Она так любила жасминовый чай. По утрам, когда солнце лениво разводило в сторону руки, разминая онемевшие за ночь суставы, я тихо-тихо выбирался из-под одеяла и брел на нашу старенькую кухню. Под ногами скрипели ветхие доски, доставшиеся нам по наследству от моей тети Софии вместе с небольшим домиком на окраине города. И пока на огне недовольно кряхтел чайник, разбуженный нерадивым хозяином, я готовил стаканы и сахар.
Я так неуклюж по натуре своей, походкой мне в пору нелепой, я нес обжигающий руки янтарь в нашу постель, к моей Анне. Сонная, она лежала в буйстве русых с солнцем волос, ждала. Увидев меня, чуть шире глаза открывала и встречала своей согревающе-чайной улыбкой. И я пил её взгляд, был готов захлебнуться, лишь бы и капли не обронить! Присев на краю нашей бледной постели, начинал целовать на кончиках подушечки пальцев, что так неизменно тянулись ко мне всю эту жизнь, по утрам.

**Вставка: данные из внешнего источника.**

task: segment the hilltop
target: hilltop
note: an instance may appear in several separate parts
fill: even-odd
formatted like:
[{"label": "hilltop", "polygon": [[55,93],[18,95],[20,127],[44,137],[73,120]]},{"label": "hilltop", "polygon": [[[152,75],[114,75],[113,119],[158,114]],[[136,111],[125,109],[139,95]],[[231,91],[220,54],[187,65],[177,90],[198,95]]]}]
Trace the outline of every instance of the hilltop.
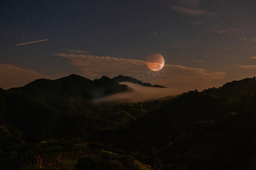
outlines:
[{"label": "hilltop", "polygon": [[127,90],[115,79],[71,75],[0,89],[0,167],[253,168],[255,78],[160,101],[94,103]]}]

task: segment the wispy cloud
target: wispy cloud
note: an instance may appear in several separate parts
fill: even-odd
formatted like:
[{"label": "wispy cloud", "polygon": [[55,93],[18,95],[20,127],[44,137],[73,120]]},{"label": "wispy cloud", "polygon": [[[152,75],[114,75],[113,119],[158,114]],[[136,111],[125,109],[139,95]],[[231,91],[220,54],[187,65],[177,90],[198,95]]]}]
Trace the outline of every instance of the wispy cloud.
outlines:
[{"label": "wispy cloud", "polygon": [[26,85],[39,78],[49,77],[34,70],[0,63],[0,87],[8,89]]},{"label": "wispy cloud", "polygon": [[176,94],[221,85],[226,75],[224,72],[208,73],[204,69],[167,64],[160,71],[152,71],[142,60],[62,53],[56,55],[69,59],[70,65],[79,67],[82,75],[90,79],[103,75],[112,78],[121,74],[169,87],[172,89],[170,91],[175,91]]},{"label": "wispy cloud", "polygon": [[242,65],[238,67],[243,68],[245,69],[256,69],[256,65]]},{"label": "wispy cloud", "polygon": [[172,6],[171,7],[172,9],[181,14],[189,14],[193,16],[210,15],[213,14],[210,11],[201,9],[188,8],[177,6]]}]

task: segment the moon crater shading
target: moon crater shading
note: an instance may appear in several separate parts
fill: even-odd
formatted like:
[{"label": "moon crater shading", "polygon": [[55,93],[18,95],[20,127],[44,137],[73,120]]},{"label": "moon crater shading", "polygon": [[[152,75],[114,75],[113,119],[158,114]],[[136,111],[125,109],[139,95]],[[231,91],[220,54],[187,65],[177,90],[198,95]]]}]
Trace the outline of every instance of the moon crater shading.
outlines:
[{"label": "moon crater shading", "polygon": [[152,53],[147,58],[147,67],[152,71],[156,71],[161,70],[164,65],[164,59],[158,53]]}]

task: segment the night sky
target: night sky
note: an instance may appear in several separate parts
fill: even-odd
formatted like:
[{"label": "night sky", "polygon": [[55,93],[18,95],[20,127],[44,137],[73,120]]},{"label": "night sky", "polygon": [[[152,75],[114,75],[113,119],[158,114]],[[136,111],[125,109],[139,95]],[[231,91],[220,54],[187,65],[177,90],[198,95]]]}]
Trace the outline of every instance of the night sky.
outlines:
[{"label": "night sky", "polygon": [[[256,1],[1,1],[0,87],[129,75],[170,95],[256,75]],[[22,45],[16,44],[48,39]],[[147,57],[164,58],[149,70]]]}]

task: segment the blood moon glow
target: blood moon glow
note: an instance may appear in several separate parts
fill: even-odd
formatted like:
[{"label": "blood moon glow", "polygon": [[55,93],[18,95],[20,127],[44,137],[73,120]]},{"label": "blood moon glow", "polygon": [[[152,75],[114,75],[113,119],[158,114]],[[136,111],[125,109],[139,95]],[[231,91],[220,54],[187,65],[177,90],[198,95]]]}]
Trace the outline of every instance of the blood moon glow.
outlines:
[{"label": "blood moon glow", "polygon": [[164,59],[163,56],[158,53],[151,54],[147,58],[147,66],[152,71],[159,71],[164,65]]}]

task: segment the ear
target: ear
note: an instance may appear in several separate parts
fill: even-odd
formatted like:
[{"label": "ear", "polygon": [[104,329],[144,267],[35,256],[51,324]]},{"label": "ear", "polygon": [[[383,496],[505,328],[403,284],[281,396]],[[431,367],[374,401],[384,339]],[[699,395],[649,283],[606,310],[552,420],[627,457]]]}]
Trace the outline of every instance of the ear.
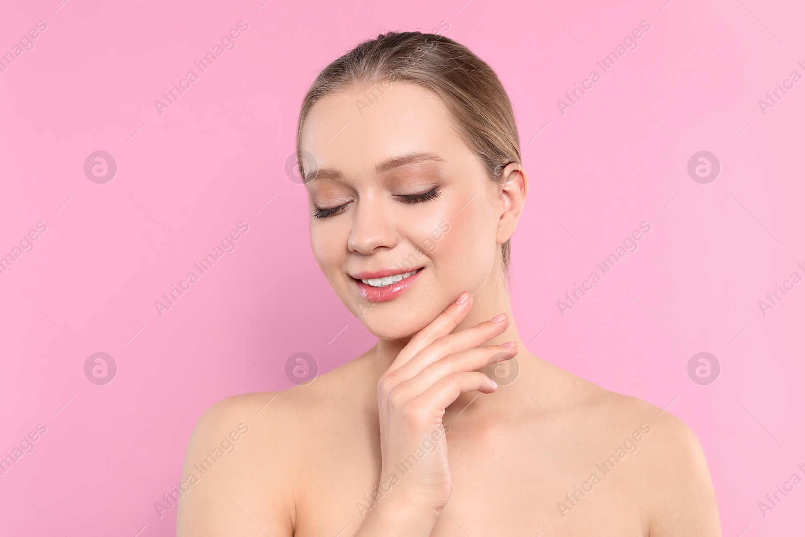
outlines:
[{"label": "ear", "polygon": [[517,223],[528,197],[528,176],[519,163],[511,163],[503,168],[503,182],[498,184],[501,215],[496,242],[503,244],[514,233]]}]

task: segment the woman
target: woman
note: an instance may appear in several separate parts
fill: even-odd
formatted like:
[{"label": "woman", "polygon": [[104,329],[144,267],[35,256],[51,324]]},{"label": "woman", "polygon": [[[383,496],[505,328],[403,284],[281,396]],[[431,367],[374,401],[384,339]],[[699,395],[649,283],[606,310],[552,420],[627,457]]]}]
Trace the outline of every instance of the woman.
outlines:
[{"label": "woman", "polygon": [[485,63],[432,34],[365,42],[311,87],[297,155],[316,260],[378,344],[208,409],[180,535],[720,535],[684,423],[522,344],[507,270],[528,180]]}]

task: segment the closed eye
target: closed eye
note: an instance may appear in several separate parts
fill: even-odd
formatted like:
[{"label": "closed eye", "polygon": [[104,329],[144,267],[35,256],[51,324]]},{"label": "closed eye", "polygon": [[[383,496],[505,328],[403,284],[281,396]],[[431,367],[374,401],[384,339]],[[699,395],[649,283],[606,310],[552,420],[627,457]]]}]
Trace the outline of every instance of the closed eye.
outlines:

Она была робким и чудным ребёнком, но негодяй Часовщик сыграл с моей Анной свою неизменную шутку, что так ему, стервецу, по душе. Потому на меня давно уж глядели немолодые глаза. Но это были глаза отчаянно любимого мною ребёнка, пусть и постаревшего.
И вот изо дня в день, она брала сахарные кубики один за другим этими своими мною исцелованными, изласканными пальчиками, и мое сердце ныло от безмятежной любви и невыносимой тоски от одной лишь мысли, что вскоре в море. Что чай наш вновь остынет на многие дни, и она ко мне, безропотная и невинная.
Ведь Анна любила жасминовый чай, а я любил Анну.
Какое нелепое поражение, знаю.

И вот сейчас я стою на борту, ветром гонимый, а она, моя Анна, мешает ложкой сахар в стакане и, надеюсь, что ждёт.
Единственное мне, старику, утешение перед тем как корабль накроет волной.